Regional percent increase in CVD hospitalizations (95% posterior intervals) associated with an IQR increase in same-day (lag 0), previous-day (lag 1) and two days before (lag 2) PM2.5 concentration for 6 major sources identified in the northeastern US. Results are shown for SHARE and mAPCA. Unlike SHARE, mAPCA does not identify a traffic source.
Using SHARE, we found that an IQR increase in same-day exposure to PM2.5 from traffic was associated with a 1.12% (95% posterior interval 0.22%, 2.02%) increase in CVD hospitalizations.

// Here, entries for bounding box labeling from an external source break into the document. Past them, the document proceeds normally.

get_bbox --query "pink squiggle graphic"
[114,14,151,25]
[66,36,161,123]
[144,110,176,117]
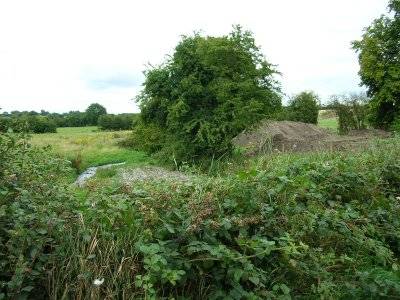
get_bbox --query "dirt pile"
[233,121,390,155]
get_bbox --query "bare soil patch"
[120,166,191,184]
[233,121,391,155]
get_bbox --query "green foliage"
[0,134,400,299]
[83,139,400,299]
[85,103,107,126]
[0,115,57,133]
[98,114,136,130]
[390,116,400,133]
[0,134,73,299]
[330,94,369,134]
[129,121,165,153]
[353,0,400,129]
[288,91,319,124]
[137,26,281,161]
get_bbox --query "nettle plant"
[127,139,400,299]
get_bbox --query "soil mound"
[233,121,390,155]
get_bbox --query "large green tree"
[136,26,281,160]
[353,0,400,128]
[86,103,107,125]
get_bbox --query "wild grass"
[0,130,400,299]
[32,126,154,172]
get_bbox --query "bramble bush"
[0,130,400,299]
[0,133,73,299]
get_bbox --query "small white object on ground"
[93,278,104,286]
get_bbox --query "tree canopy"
[353,0,400,128]
[137,26,281,159]
[86,103,107,125]
[289,91,319,124]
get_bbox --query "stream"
[74,162,125,187]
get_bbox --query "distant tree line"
[0,103,135,133]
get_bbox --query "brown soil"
[233,121,390,155]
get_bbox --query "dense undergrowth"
[0,132,400,299]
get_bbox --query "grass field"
[28,118,338,172]
[32,126,154,172]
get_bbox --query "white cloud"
[0,0,387,113]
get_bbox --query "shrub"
[137,27,281,161]
[288,92,319,124]
[353,0,400,129]
[0,133,73,299]
[331,94,369,134]
[86,140,400,299]
[391,116,400,133]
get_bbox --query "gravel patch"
[120,166,192,185]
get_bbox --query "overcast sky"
[0,0,387,113]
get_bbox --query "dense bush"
[0,133,73,299]
[353,0,400,129]
[287,92,319,124]
[0,134,400,299]
[85,103,107,126]
[330,94,369,134]
[53,140,400,299]
[136,27,281,161]
[98,114,136,130]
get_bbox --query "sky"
[0,0,387,113]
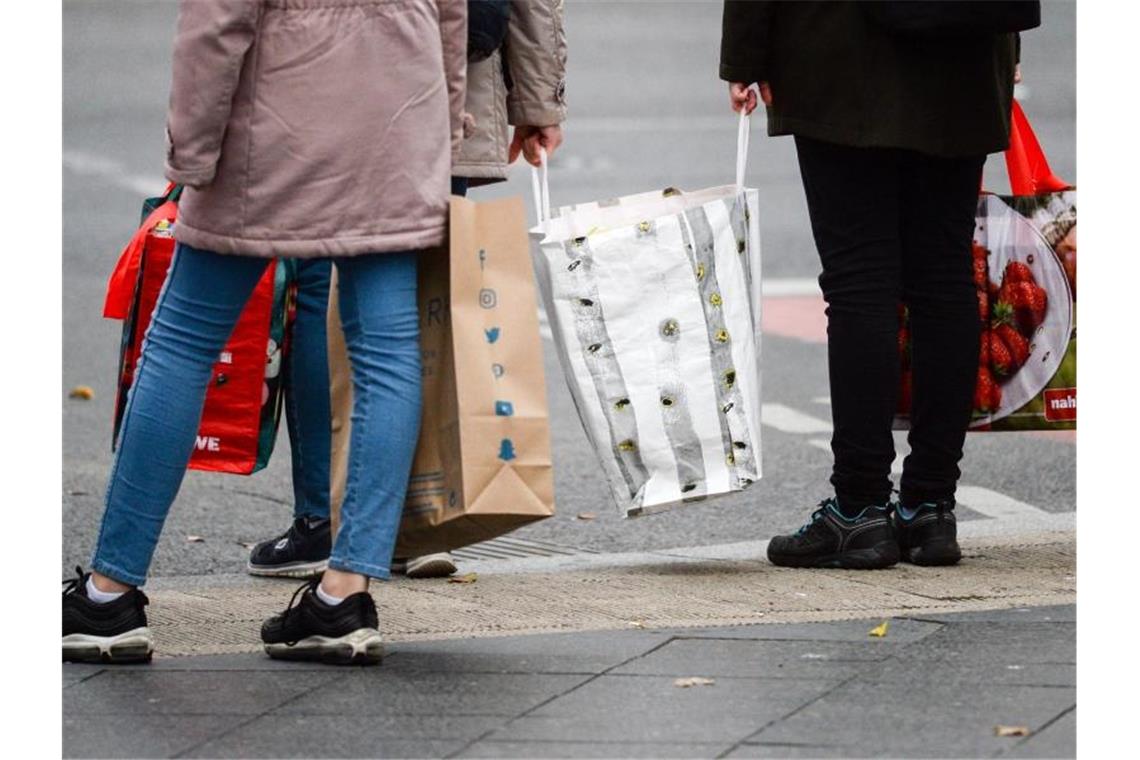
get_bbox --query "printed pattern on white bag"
[678,209,756,488]
[554,237,649,500]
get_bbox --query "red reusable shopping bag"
[895,101,1076,431]
[103,186,295,475]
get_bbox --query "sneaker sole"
[768,541,901,570]
[245,559,328,580]
[903,541,962,567]
[63,627,154,664]
[404,558,457,578]
[266,628,384,665]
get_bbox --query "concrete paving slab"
[63,714,249,758]
[907,604,1076,623]
[63,662,105,688]
[863,649,1076,690]
[384,630,670,675]
[748,679,1076,758]
[724,744,861,760]
[455,741,731,759]
[612,639,902,680]
[64,665,343,716]
[661,613,943,644]
[898,621,1076,665]
[487,663,839,743]
[1000,710,1076,758]
[185,714,503,758]
[274,667,588,717]
[137,533,1076,657]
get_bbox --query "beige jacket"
[166,0,467,258]
[453,0,567,185]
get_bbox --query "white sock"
[87,575,124,604]
[317,586,344,607]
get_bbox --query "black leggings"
[796,137,985,509]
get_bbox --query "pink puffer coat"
[166,0,466,258]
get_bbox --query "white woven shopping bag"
[531,115,760,516]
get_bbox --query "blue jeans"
[285,259,333,517]
[91,245,422,586]
[285,177,470,517]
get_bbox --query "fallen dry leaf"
[447,573,479,583]
[994,726,1029,736]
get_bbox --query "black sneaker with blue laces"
[63,567,154,663]
[895,499,962,565]
[768,498,898,570]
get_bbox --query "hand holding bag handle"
[1005,100,1073,195]
[530,97,756,224]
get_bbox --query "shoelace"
[64,565,150,607]
[282,578,320,622]
[796,497,836,536]
[64,565,84,596]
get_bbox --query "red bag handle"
[1005,100,1073,195]
[103,189,178,319]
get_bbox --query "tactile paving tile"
[149,534,1076,656]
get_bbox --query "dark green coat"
[720,0,1018,156]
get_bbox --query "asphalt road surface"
[60,0,1076,575]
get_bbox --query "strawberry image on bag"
[895,103,1076,431]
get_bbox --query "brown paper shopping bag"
[328,197,554,557]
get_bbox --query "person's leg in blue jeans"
[91,245,268,590]
[392,177,471,578]
[246,259,333,578]
[285,259,333,518]
[328,253,422,578]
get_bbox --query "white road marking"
[955,485,1049,522]
[64,150,166,196]
[760,403,831,434]
[760,277,823,299]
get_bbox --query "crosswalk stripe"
[760,403,831,434]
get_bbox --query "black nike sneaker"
[63,567,154,663]
[261,578,384,665]
[246,517,333,578]
[768,498,898,570]
[895,499,962,565]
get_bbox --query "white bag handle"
[530,146,551,224]
[736,102,752,195]
[530,96,758,224]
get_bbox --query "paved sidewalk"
[63,531,1076,758]
[63,605,1076,758]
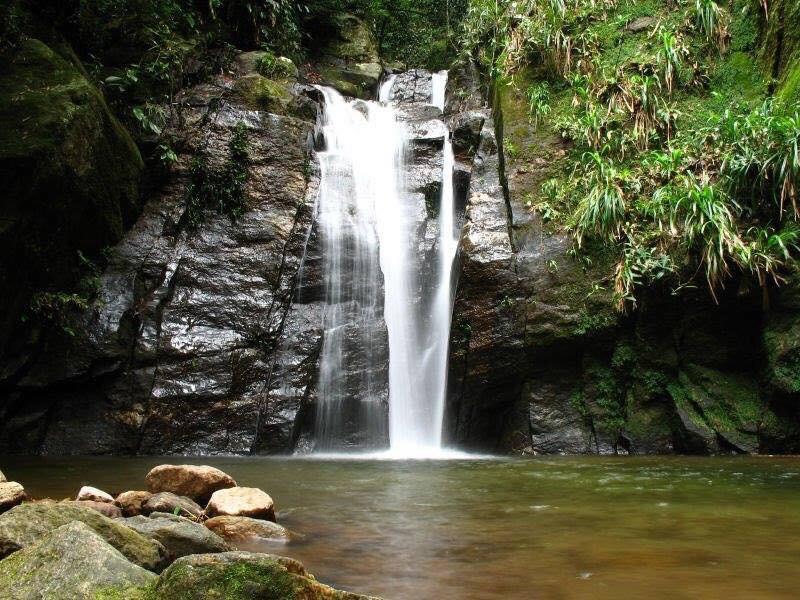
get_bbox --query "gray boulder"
[142,492,203,517]
[153,552,378,600]
[0,502,166,572]
[0,521,156,600]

Additionally, IQR increases in same-day PM2.5 from metals and secondary sulfate were associated with increases in CVD hospitalizations of 0.82% (0.36%, 1.28%) and 0.74% (0.12%, 1.36%) respectively. Using mAPCA, we found evidence of associations of CVD hospitalizations with PM2.5 secondary sulfate, salt, and residual oil at lag 0, though mAPCA did not identify a traffic source of PM2.5. We did not find evidence that lag 1 or lag 2 exposure to PM2.5 sources was associated with CVD hospitalizations using either SHARE or mAPCA. The seasonal results showed the largest differences in estimated health effects by season for secondary sulfate, salt, and soil (Supplementary Material, Figure S3). We did not estimate associations between PM2.5 from metals and CVD hospitalizations in the cold season because the source was only identified in one county using SHARE.
6. Discussion
SHARE is a hierarchical modeling approach for estimating regional-level health effects of PM2.5 sources in multisite time series studies. In our analysis of PM2.5 source types and CVD hospitalizations in the northeastern US using SHARE, we identified positive associations between short-term exposure to PM2.5 from traffic, secondary sulfate, and metals. Previous studies have identified combustion PM2.5, such as PM2.5 from traffic, to be most associated with adverse health outcomes [1]. Exposure to secondary sulfate, a regional pollutant that contributes substantially to PM2.5 by mass [21, 10], may be well-represented by the daily Air Quality Index (AQI). However, PM2.5 from traffic and metals sources may not be well-represented by the AQI because they are frequently spatially heterogeneous and can vary substantially within a city. Therefore, recommendations for reducing exposure based on the AQI alone may not sufficiently protect health. Other recommendations that could reduce exposure to PM2.5 from traffic and metals sources may include not exercising near roadways or industrial sources of pollution and keeping the windows rolled up while commuting [8]. Our approach to identify the most harmful sources of pollution could also facilitate future policies aimed at reducing pollution by focusing on the most toxic sources.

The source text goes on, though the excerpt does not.